A Mercer news release pointed out that an employer’s fiduciary obligation does not end when a plan is frozen and freezing a DB plan doesn’t immediately eliminate financial risk.
The press release said that Mercer Retirement Solutions provides for the implementation and management of the frozen plan, including actuarial services, administration, participant communications and asset management. Mercer’s investment services include portfolio strategy formulation and implementation, with the ability for employers to completely outsource the investment management of their frozen plans.
Meanwhile, Mercer Global Investments serves as a plan co-fiduciary in managing plan assets and providing investment operations, including unique fixed income approaches for frozen plans. Actuarial services, and administration designed for frozen plans, simplify routine financial compliance as well as recordkeeping and participant transactions, Mercer said.
“Many employers continue to see defined benefit plans as a viable option to attract and retain employees and provide retirement security. But as we have seen from news reports, a number of prominent companies are deciding to freeze the plan in favor of a defined contribution approach,” said Asghar Alam, Americas retirement leader for Mercer Human Resource Consulting, in the news release.
Effective management of frozen plans involves a three-step process, according to Mercer:
- setting the financial management strategy,
- implementing the investment strategy, and
- managing the plan to a “target endgame” that best meets the sponsor’s business objectives.
The announcement said that, to set the financial management strategy, Mercer has developed a diagnostic framework to help clients “get from point A to point B.” This involves clearly understanding the current financial state (point A) and the inherent risks, defining the target endgame (point B), and articulating the appropriate strategy to close the gap and reduce financial risks according to the plan sponsor’s objectives, Mercer said.
A Plan Freezing Trend
Meanwhile, the Mercer product comes amid a continuing parade of companies that have changed their DB plan availability in favor of a 401(k) Plan (See Two More Companies Join DB Plan Freezing List ).

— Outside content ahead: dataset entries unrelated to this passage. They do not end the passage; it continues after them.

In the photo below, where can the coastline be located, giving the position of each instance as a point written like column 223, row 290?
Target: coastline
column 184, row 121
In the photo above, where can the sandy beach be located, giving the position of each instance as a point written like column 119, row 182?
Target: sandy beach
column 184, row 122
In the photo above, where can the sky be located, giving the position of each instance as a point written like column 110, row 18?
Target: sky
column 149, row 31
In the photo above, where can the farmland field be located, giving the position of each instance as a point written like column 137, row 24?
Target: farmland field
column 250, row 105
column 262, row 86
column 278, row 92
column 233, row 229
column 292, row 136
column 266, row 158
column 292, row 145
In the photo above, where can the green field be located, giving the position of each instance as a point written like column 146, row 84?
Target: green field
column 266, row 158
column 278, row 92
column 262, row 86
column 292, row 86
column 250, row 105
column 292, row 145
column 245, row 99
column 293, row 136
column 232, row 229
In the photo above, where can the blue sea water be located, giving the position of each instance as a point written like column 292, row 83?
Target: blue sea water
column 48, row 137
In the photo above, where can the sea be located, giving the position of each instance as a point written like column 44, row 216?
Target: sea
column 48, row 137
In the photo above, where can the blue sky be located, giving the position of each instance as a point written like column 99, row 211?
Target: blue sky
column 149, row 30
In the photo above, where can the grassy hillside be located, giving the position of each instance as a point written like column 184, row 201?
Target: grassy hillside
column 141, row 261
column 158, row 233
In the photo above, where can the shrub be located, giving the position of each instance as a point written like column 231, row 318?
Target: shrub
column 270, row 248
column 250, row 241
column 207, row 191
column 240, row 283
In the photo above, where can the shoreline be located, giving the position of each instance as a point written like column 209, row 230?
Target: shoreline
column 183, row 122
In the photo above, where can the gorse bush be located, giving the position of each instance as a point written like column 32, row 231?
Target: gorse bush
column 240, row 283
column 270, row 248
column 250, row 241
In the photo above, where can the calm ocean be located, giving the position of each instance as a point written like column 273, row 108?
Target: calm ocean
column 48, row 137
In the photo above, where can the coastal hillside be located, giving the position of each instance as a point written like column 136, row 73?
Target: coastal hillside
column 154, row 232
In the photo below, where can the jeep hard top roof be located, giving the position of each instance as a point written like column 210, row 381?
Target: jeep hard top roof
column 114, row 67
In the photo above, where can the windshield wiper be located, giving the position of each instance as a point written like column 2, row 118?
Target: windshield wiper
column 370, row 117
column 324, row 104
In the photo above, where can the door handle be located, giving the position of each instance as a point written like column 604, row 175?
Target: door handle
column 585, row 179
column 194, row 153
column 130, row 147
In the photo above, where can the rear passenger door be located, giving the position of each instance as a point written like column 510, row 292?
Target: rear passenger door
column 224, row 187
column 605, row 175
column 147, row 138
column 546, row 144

The DB to DC announcements have included:
- Russell froze its DB plan and announced it would “significantly improve” its existing K plan.
- Communications giant Sprint Nextel Corp. announced that effective January 1, 2006, Sprint employees hired before the Sprint-Nextel merger was completed August 12 who were fully vested in the program will not earn additional pension benefits. Employees hired before that date but are not yet vested in the program will be allowed to continue earning the needed five years or more of employment credit to become vested.The company offers a dollar-for-dollar match for employee 401(k) plan contributions of up to 5% as well as a discounted stock purchase program for employees.
- Alcoa Corporation announcedthat new hires after March 1, 2006 would only be offered a 401(k) plan (See Alcoa Drops DB Plan for New Hires ).
- IBM, which announced a major redesign of its retirement plans, announcing plans to freeze current pension benefits, while significantly enhancing its 401(k) offerings, effective in January 2008 (See IBM Beefs Up 401(k), Backs Off DB – Come 2008 ).
- Northwest Airlines, where pilots have agreed overwhelmingly with a proposal to freeze their defined benefit plan and move to a defined contribution program (See Northwest Pilots OK DB Plan Freeze).
- Textile giant Milliken & Co., which announced its 9,300 employees will no longer accrue pension benefits (See Textile Giant Announces Pension Plan Freeze).
- Verizon Communications Inc., which will freeze its pension plan for managers and increase matching contributions in its 401(k) plan instead (See Verizon Announces Pension Plan Freeze ).